Olmert spent over a year in prison in 2016-2017 after being convicted in corruption scandals that ended his political career.
A longtime political rival of Netanyahu, even though they both emerged from the same Likud right-wing party, he faces an uphill struggle to convince Israeli society, where support for a Palestinian state, let alone land swaps, is at a low ebb after October 7.
“It requires a leadership on both sides,” said Olmert. “We are trying to raise international awareness and the awareness of our own societies that this is not something lost but offers a future of hope.”
Al-Kidwa, who is due to promote the plan alongside Olmert at a conference organized by the Jean-Jaures Foundation think tank in Paris on Tuesday, told AFP the blueprint was the “only game in town and the only doable solution.”

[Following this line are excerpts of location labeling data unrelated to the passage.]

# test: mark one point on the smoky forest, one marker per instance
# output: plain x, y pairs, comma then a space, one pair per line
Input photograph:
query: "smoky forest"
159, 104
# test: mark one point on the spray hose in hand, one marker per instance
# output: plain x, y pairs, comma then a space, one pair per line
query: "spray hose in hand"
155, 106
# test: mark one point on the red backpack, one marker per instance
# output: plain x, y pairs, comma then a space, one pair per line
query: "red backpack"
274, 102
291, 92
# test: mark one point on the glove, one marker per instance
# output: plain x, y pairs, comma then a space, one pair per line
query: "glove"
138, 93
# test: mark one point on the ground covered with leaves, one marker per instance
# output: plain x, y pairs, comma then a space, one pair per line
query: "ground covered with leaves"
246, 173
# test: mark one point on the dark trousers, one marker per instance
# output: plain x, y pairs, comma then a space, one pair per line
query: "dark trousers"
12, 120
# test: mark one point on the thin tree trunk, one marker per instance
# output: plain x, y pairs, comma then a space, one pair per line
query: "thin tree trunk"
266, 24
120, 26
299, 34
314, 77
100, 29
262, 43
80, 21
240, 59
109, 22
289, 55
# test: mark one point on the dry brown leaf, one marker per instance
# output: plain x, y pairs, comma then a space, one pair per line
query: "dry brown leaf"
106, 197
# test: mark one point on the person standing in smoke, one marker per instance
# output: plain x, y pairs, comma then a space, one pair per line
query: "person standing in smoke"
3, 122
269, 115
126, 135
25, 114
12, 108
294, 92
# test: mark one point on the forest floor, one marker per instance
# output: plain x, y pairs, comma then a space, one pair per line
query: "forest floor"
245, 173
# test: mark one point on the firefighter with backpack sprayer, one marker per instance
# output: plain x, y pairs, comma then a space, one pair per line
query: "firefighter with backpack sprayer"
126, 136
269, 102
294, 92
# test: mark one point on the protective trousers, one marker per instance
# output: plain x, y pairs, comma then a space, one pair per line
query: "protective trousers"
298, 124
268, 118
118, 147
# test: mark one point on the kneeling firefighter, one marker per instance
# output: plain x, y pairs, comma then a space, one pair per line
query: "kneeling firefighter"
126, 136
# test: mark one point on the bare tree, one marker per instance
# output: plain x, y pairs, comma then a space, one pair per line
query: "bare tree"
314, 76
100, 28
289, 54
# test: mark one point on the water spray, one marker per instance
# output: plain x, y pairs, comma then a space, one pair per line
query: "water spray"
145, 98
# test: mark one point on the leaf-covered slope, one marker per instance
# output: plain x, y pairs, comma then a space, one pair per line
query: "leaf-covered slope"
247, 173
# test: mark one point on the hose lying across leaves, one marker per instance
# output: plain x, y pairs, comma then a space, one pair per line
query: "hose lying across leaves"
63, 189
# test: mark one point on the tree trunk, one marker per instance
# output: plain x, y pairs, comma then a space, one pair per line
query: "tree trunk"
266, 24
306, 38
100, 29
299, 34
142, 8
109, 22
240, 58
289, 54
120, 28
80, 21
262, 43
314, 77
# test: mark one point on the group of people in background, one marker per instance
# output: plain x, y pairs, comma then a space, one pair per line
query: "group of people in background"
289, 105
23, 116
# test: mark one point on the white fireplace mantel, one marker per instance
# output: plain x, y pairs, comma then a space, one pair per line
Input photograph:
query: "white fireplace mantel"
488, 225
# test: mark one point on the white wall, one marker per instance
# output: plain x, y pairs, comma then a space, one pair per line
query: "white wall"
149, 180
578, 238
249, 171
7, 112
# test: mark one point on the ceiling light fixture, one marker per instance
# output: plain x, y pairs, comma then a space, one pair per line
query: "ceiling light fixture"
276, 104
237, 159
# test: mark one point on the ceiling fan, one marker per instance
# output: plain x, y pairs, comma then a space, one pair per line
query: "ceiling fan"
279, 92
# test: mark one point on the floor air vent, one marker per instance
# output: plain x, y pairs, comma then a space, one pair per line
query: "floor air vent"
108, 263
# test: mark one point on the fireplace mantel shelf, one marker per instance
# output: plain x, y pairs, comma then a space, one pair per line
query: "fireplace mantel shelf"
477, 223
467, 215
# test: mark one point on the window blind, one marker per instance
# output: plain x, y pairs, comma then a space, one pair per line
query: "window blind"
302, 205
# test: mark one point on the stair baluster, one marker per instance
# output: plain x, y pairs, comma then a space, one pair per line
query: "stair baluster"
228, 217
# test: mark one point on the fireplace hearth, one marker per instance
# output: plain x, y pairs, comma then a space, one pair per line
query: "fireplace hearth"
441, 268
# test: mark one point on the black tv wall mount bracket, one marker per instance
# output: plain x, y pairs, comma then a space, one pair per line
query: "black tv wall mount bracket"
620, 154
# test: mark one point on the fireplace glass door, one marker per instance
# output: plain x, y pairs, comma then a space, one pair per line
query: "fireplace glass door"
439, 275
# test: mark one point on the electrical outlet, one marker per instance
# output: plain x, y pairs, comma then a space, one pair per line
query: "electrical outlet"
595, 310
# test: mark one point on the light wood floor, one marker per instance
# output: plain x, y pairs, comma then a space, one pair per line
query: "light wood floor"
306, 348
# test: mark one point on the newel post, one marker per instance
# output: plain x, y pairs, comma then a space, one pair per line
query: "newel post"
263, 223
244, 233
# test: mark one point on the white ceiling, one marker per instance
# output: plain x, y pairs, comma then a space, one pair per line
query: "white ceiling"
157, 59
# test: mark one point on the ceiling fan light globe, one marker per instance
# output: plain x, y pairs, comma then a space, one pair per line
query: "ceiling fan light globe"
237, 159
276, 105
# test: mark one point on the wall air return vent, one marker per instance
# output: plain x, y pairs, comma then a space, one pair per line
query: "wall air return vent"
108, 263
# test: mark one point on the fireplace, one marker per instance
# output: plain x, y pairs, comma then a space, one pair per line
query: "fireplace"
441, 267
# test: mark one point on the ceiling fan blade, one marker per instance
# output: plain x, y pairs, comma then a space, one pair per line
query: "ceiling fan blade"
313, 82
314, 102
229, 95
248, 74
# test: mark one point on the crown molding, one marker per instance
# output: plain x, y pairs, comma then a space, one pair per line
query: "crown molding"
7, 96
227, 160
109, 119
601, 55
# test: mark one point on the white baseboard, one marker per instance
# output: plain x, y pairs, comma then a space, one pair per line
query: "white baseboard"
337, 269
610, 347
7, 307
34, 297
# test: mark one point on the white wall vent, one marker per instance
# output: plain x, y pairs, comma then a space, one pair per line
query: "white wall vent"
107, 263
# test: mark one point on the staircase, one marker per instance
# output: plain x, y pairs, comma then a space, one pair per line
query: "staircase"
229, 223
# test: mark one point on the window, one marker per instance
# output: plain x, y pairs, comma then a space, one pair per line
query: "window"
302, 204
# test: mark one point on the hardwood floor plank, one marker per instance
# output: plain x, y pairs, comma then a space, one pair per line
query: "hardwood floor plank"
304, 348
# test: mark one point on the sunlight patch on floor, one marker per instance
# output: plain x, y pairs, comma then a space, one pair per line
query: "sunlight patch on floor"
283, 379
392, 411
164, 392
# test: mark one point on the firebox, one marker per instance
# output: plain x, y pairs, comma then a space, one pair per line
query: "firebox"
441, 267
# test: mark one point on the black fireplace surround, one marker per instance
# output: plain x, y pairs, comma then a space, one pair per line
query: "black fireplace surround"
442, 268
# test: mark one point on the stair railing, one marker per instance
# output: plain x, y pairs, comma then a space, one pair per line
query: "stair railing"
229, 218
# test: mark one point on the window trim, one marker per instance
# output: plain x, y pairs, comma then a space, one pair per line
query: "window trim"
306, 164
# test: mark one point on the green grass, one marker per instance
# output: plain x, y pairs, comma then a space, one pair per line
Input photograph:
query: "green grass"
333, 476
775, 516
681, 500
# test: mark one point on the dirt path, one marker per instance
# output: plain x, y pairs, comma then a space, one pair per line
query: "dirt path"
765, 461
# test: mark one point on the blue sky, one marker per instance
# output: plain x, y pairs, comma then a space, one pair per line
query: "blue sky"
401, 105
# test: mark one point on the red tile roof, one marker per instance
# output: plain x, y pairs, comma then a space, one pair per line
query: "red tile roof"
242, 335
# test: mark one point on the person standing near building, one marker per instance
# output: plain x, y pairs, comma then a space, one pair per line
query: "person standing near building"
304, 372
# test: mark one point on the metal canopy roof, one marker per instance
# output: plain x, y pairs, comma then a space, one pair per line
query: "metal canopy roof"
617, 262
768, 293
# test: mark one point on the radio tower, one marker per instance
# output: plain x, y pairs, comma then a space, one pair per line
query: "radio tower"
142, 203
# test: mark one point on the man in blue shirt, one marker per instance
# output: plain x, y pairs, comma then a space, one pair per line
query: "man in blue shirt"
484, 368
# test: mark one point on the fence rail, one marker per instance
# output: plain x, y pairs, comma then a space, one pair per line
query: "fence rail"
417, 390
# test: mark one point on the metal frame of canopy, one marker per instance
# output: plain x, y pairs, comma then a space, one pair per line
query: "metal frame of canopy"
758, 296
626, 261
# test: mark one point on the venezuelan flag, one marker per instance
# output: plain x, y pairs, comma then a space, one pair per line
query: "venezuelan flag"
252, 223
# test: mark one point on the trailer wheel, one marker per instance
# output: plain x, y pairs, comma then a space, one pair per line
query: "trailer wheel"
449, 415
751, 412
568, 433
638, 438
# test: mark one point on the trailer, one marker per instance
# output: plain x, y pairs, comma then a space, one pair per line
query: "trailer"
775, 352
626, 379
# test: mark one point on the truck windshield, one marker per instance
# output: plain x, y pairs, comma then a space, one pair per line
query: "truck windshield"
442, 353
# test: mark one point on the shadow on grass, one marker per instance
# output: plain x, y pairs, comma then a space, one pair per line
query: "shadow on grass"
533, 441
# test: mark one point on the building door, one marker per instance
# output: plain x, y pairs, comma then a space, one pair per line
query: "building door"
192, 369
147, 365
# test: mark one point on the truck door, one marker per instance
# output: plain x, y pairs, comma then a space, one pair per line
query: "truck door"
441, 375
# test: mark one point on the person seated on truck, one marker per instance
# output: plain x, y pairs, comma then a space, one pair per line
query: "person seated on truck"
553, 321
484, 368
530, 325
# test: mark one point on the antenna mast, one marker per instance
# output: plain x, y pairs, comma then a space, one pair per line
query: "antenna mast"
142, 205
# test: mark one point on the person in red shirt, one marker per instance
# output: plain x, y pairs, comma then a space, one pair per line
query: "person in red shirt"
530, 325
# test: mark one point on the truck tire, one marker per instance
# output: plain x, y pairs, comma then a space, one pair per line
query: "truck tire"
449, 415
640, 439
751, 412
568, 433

But he said societies in Israel and the Palestinian territories still had to be convinced, partly due to the continuation of the war.
“The moment the war comes to an end, we will see a different kind of thinking. We have to go forward with acceptance of the coexistence of the two sides.”
But he added there could be no hope of “serious progress with the current Israeli government and current Palestinian leadership” under the aging PA President Mahmoud Abbas, in office now for two decades.
“You have to get rid of both. And that is going to happen,” he said, labeling the Palestinian leadership “corrupt and inept.”